Seeing these three big things that never happened in these magnitudes in my lifetime led me to study the rises and declines of markets, economies, and countries over the last 500 years, as well as the rises and declines of China’s dynasties the last 2,100 years.

That examination showed me that these three big forces—i.e. the debt/money one, the internal conflict one, and the external conflict one—transpired in big cycles that reinforced each other to make up what I call the Big Cycle. These cycles were driven by logical cause-effect relationships Most importantly, this study of the last 500 years of history taught me that:

  1. The previously described financial conditions repeatedly proved to be leading indicators of big financial crises that led to big shifts in the financial order.
  2. The previously described levels of political and social gaps repeatedly proved to be leading indicators of great conflicts within countries that led to big changes in domestic orders.
  3. The previously described great powers’ conflicts repeatedly proved to be leading indicators of international conflicts that led to big changes in the world order.

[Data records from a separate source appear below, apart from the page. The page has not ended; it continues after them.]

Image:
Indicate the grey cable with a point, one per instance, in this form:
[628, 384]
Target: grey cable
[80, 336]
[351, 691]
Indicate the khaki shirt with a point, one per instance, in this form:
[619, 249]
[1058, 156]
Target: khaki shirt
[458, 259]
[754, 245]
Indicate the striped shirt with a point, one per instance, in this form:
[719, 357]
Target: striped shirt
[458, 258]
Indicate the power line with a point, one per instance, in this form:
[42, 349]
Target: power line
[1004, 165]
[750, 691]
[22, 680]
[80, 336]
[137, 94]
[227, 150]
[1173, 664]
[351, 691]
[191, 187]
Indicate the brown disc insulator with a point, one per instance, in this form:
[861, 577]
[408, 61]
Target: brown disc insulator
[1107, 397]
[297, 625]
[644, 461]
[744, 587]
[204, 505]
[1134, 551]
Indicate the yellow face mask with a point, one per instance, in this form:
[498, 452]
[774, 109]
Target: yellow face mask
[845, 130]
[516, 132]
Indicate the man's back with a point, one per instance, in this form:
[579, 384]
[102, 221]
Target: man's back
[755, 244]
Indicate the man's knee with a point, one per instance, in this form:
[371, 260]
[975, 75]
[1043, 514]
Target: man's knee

Said differently, history shows that the painful seismic shifts part of the Big Cycle comes about when there is simultaneously 1) too much debt creation that leads to debt bubbles bursting and economic contractions which cause central banks to print a lot of money and buy debt, 2) big conflicts within countries due to big wealth and values conflicts made worse by the bad economic conditions, and 3) big international conflicts due to rising world powers challenging the existing world powers at a time of economic and internal political crises In doing this study, I also saw two other big forces that had big effects. They are:

  1. Acts of nature (droughts, floods, pandemics) including climate change.
  2. Learning leading to inventions of technologies that typically produced evolutionary advances in productivity and living standards —e.g., the First and Second Industrial Revolution, and computing/AI revolution.